Clinical Trials Evaluate New Treatment for Anal Cancer

By

Al-Benson-MD
Al B. Benson III, MD, professor of Medicine in the Division of Hematology/Oncology, was a co-author of the paper, which evaluated a new approach to treating anal cancer.

The addition of the drug cetuximab to a standard chemotherapy and radiation regimen reduced the incidence of disease persistence or recurrence in patients with anal cancer, but was also associated with significant adverse effects, according to recent Northwestern Medicine clinical trials.

The findings, published in the Journal of Clinical Oncology, highlight the continued need to find effective and safe therapies for the disease.

The paper was co-authored by Al B. Benson III, MD, professor of Medicine in the Division of Hematology/Oncology, and Mary F. Mulcahy, MD, ’00 GME, associate professor of Medicine in the Division of Hematology/Oncology, and members of the Eastern Cooperative Oncology Group-American College of Radiology Imaging Network Cancer Research Group.

Squamous cell carcinoma of the anal canal (SCCAC) is a rare cancer that frequently occurs in the setting of human papilloma virus (HPV) infection. Although cure rates are high with chemotherapy and radiation, locoregional failure occurs in up to one-third of patients and is associated with significant morbidity.

Cetuximab, a monoclonal antibody, had previously been shown to improve outcomes of HPV-associated cancer when administered in conjunction with radiation therapy or the chemotherapy drug cisplatin. As such, the investigators hypothesized that adding cetuximab to chemoradiation therapy would reduce locoregional failure in patients with SCCAC.

In the phase II trial, 61 patients with SCCAC received chemotherapy and radiation therapy, plus eight weekly doses of cetuximab. After three years, the locoregional failure rate for study participants was 20 percent — a moderate improvement over the expected historical rate of 35 percent.

JOEL3808.JPG
Mary F. Mulcahy, MD, ’00 GME, associate professor of Medicine in the Division of Hematology/Oncology, also co-authored the study.

In addition, 32 percent of patients in the trial experienced grade four toxicity — indicating life-threatening or disabling adverse effects — and there was one death felt to be related to the therapy.

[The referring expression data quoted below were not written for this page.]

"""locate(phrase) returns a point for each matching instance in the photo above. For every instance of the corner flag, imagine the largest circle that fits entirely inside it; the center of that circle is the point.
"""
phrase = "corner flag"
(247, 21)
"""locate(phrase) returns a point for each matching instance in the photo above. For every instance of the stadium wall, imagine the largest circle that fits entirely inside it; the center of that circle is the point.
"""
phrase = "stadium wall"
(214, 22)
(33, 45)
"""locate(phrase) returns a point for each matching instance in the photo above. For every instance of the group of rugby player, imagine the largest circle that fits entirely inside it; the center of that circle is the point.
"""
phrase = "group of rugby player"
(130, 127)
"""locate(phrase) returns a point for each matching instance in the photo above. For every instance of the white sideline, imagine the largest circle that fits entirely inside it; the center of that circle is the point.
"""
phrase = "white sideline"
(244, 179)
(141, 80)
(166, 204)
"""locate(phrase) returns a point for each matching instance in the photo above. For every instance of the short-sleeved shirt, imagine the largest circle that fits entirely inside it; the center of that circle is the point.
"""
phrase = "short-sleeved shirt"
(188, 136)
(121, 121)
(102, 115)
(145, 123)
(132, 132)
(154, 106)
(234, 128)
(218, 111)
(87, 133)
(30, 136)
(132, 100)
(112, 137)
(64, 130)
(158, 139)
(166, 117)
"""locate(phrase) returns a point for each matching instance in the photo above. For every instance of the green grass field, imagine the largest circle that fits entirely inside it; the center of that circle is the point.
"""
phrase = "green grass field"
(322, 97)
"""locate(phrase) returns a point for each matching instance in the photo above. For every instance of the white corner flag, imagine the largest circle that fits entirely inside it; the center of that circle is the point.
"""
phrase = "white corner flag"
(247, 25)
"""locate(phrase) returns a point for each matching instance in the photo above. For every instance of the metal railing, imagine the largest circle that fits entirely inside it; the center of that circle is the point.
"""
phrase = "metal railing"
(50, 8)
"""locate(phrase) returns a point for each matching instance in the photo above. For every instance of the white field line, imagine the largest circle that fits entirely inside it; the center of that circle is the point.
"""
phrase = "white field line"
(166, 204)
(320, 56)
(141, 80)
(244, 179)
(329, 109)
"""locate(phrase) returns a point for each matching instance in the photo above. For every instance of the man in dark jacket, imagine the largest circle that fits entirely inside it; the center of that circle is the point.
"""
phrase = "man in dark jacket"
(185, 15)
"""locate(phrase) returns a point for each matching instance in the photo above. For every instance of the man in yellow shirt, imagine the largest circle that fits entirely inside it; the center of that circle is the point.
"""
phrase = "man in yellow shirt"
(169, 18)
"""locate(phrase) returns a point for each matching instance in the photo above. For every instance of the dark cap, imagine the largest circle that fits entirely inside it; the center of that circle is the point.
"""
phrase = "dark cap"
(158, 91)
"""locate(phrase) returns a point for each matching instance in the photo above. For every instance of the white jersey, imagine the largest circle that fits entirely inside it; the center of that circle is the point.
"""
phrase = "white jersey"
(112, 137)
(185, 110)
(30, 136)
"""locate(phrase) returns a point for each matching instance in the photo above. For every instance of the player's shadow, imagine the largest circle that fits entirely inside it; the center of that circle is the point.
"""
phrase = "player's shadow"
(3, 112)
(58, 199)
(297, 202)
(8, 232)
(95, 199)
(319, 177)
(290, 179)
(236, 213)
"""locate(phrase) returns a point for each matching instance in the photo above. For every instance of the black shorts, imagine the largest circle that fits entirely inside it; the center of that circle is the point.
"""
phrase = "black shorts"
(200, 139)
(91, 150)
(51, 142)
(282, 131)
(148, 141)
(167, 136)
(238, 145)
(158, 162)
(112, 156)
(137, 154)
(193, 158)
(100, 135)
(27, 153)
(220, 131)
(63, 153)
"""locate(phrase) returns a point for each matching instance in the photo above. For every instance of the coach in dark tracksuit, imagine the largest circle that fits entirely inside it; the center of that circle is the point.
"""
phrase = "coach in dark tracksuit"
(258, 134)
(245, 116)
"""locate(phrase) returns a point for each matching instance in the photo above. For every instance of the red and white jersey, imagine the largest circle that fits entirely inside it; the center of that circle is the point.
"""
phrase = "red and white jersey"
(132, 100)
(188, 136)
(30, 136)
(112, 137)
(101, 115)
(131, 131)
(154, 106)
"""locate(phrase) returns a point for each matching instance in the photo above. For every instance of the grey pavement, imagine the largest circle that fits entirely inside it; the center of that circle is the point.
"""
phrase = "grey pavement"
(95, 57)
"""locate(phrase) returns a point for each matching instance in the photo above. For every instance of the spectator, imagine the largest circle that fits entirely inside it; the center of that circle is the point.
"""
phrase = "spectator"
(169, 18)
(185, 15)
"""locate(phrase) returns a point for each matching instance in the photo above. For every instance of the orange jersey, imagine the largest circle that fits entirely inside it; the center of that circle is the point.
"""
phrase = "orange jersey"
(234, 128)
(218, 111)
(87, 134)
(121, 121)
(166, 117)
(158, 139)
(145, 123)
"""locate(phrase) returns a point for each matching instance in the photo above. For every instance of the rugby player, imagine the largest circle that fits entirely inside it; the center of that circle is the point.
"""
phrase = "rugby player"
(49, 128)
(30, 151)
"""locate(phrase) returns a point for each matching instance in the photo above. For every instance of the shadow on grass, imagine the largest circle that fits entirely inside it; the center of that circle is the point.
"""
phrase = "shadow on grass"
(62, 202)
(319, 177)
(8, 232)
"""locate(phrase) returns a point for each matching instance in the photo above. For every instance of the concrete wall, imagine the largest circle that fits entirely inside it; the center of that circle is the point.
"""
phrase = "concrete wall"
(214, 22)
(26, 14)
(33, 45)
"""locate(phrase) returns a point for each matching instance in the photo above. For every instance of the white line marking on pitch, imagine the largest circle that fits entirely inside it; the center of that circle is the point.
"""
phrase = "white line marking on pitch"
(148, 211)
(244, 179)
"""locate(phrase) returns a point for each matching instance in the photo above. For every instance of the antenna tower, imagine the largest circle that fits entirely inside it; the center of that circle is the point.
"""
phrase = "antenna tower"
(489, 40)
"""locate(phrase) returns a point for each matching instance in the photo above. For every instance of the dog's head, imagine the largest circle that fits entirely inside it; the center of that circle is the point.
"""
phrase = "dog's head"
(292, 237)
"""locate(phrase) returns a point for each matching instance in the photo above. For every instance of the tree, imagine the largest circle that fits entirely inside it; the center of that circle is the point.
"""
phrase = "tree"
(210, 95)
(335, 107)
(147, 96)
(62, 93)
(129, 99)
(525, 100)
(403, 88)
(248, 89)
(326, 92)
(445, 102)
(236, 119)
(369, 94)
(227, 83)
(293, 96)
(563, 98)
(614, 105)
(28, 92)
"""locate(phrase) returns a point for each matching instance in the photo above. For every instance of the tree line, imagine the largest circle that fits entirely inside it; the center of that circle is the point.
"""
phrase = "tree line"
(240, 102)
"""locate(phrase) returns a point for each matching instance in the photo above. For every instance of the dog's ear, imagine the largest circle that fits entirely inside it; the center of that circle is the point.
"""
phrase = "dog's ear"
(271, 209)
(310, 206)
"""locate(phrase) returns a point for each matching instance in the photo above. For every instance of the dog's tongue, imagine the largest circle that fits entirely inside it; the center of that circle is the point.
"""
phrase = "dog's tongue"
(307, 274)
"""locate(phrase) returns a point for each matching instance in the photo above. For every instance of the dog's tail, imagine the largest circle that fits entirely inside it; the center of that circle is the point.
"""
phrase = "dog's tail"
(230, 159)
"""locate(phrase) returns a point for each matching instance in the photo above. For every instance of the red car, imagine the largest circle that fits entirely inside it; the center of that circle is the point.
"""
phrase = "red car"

“There is significant interest in improving outcomes and reducing treatment-related toxicities for patients with anal cancer, particularly with the rise in incidence associated with HPV infection,” Benson said. “Biologic and immunotherapy approaches are of current interest and we are participating in discussions to bring forward new concepts to treat this disease.”

Benson is associate director for cooperative groups at the Robert H. Lurie Comprehensive Cancer Center of Northwestern University. Mulcahy is the director of the Gastrointestinal Cancer program at the Lurie Cancer Center.

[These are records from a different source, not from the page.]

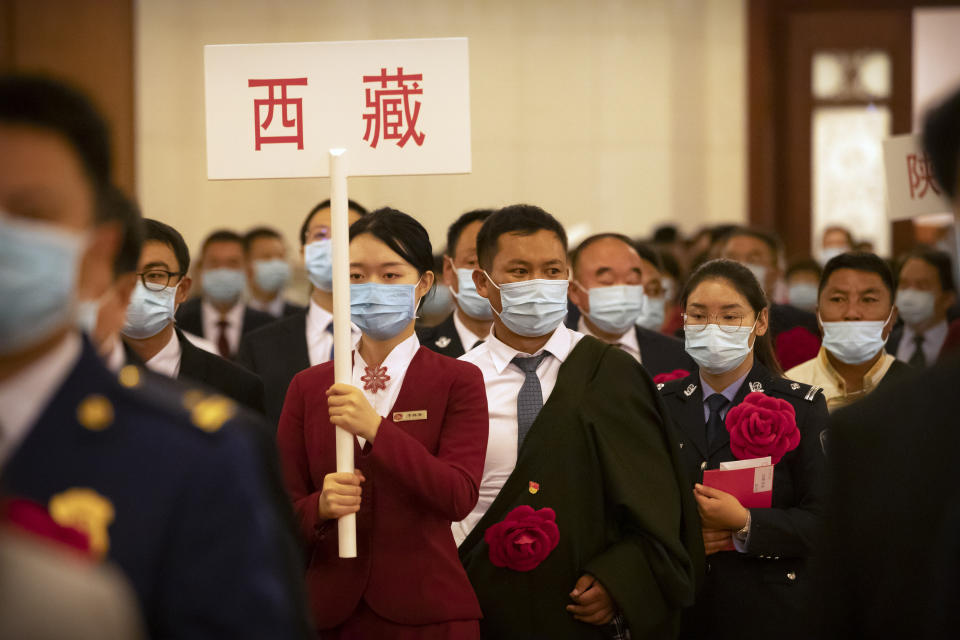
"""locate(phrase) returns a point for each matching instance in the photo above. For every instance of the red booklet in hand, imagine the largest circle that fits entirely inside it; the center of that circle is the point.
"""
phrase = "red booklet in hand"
(749, 481)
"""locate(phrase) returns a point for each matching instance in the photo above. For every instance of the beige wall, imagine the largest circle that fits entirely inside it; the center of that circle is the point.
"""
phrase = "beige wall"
(622, 114)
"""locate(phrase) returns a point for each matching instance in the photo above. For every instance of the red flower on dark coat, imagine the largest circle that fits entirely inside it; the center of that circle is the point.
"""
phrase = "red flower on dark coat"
(524, 539)
(32, 518)
(762, 426)
(676, 374)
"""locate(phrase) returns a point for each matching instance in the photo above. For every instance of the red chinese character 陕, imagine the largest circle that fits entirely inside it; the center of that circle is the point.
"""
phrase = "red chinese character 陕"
(283, 102)
(920, 175)
(387, 119)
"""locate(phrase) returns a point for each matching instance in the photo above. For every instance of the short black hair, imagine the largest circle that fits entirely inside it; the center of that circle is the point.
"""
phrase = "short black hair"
(586, 242)
(259, 232)
(770, 239)
(666, 234)
(356, 207)
(804, 264)
(859, 261)
(456, 229)
(45, 103)
(401, 232)
(522, 219)
(649, 254)
(157, 231)
(117, 207)
(220, 235)
(939, 260)
(941, 139)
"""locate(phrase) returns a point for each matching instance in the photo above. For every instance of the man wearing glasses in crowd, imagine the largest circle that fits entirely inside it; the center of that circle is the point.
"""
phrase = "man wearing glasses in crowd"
(150, 334)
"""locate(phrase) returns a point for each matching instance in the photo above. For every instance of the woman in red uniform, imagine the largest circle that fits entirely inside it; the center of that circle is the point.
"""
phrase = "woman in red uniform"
(420, 421)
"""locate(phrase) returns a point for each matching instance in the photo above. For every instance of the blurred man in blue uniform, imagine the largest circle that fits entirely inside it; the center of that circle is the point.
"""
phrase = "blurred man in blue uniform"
(164, 484)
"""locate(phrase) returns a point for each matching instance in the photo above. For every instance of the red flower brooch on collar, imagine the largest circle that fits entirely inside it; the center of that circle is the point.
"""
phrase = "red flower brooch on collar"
(676, 374)
(524, 539)
(762, 426)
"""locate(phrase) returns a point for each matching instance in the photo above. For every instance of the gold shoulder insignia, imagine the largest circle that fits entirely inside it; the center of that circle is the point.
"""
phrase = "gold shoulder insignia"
(87, 511)
(210, 414)
(130, 376)
(95, 413)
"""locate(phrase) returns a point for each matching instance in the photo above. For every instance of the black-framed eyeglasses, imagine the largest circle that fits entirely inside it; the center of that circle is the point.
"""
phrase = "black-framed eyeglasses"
(698, 321)
(159, 279)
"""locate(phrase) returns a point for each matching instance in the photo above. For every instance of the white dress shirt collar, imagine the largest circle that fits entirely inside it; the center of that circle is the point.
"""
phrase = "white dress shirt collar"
(627, 342)
(467, 337)
(933, 339)
(397, 362)
(234, 317)
(559, 346)
(274, 307)
(167, 361)
(25, 395)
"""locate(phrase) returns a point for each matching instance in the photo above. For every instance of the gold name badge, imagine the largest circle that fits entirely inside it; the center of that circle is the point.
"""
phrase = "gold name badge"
(407, 416)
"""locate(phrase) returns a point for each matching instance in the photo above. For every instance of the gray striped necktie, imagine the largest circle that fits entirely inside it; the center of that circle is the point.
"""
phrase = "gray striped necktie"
(530, 398)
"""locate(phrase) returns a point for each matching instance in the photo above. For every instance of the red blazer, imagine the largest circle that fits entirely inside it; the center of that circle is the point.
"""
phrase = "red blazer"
(421, 475)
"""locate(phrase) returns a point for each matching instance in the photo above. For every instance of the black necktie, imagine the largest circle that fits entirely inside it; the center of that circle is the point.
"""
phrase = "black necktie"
(919, 359)
(715, 428)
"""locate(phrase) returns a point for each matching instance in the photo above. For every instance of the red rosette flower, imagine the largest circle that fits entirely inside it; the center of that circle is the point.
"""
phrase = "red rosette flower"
(676, 374)
(762, 426)
(32, 518)
(523, 539)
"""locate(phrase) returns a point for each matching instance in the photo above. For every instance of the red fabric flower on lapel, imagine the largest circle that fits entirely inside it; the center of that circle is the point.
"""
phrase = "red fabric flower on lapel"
(762, 426)
(374, 379)
(32, 518)
(676, 374)
(524, 539)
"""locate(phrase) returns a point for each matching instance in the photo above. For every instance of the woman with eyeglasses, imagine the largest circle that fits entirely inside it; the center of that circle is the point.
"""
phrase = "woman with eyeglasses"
(737, 406)
(420, 426)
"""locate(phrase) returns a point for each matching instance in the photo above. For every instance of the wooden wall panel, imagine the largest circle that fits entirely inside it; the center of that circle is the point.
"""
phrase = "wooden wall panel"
(88, 43)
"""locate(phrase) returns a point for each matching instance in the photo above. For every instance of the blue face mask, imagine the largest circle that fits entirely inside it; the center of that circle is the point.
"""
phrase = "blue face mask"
(224, 285)
(271, 275)
(381, 311)
(532, 308)
(318, 258)
(38, 277)
(471, 302)
(653, 314)
(149, 312)
(614, 309)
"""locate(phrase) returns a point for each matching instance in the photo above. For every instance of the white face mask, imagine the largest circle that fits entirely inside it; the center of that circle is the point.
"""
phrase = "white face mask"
(854, 342)
(916, 307)
(717, 351)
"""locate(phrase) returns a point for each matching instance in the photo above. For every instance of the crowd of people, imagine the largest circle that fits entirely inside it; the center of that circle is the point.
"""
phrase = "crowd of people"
(537, 427)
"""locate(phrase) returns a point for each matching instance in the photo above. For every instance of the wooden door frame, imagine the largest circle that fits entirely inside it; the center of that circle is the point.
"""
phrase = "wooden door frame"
(767, 145)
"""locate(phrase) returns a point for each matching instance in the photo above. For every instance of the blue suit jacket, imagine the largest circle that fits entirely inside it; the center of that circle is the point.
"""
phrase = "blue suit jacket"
(172, 495)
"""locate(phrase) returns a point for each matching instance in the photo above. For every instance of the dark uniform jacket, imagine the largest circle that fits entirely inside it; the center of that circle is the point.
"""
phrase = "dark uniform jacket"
(766, 592)
(604, 459)
(892, 526)
(190, 318)
(442, 338)
(659, 353)
(276, 353)
(168, 487)
(209, 370)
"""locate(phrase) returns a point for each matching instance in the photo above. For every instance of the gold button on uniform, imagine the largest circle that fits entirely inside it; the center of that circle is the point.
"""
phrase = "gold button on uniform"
(95, 413)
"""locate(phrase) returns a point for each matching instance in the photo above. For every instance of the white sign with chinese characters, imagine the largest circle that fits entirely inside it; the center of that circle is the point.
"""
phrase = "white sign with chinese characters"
(911, 188)
(397, 106)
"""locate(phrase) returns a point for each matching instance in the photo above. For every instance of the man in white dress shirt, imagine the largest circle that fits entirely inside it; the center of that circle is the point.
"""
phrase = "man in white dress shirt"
(572, 420)
(925, 290)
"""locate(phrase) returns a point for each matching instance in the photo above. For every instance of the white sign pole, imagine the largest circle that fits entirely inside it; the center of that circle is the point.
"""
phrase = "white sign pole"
(342, 359)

Relevant to this study, Benson has had a consulting and advisory role with Sanofi, Bristol-Myers Squibb, Merck Serono, Merck/Schering-Plough, Eli Lilly/ImClone Systems, and has received research funding from Merck Sharp & Dohme.

The study was supported, in part, by Public Health Service Grants No. CA23318, CA66636, CA21115, CA180820, CA180794, CA14958, CA189859, CA15488, CA13650, CA17145, CA35267, CA189863, CA35431, CA189808, CA180864, CA35412, CA189956, and CA107868; the National Cancer Institute, National Institutes of Health, and the Department of Health and Human Services; Grant No. U10 CA029511 from the Quality Assurance Radiotherapy Committee; and Grant No. U24 CA180803 from the Imaging and Radiation Oncology Core.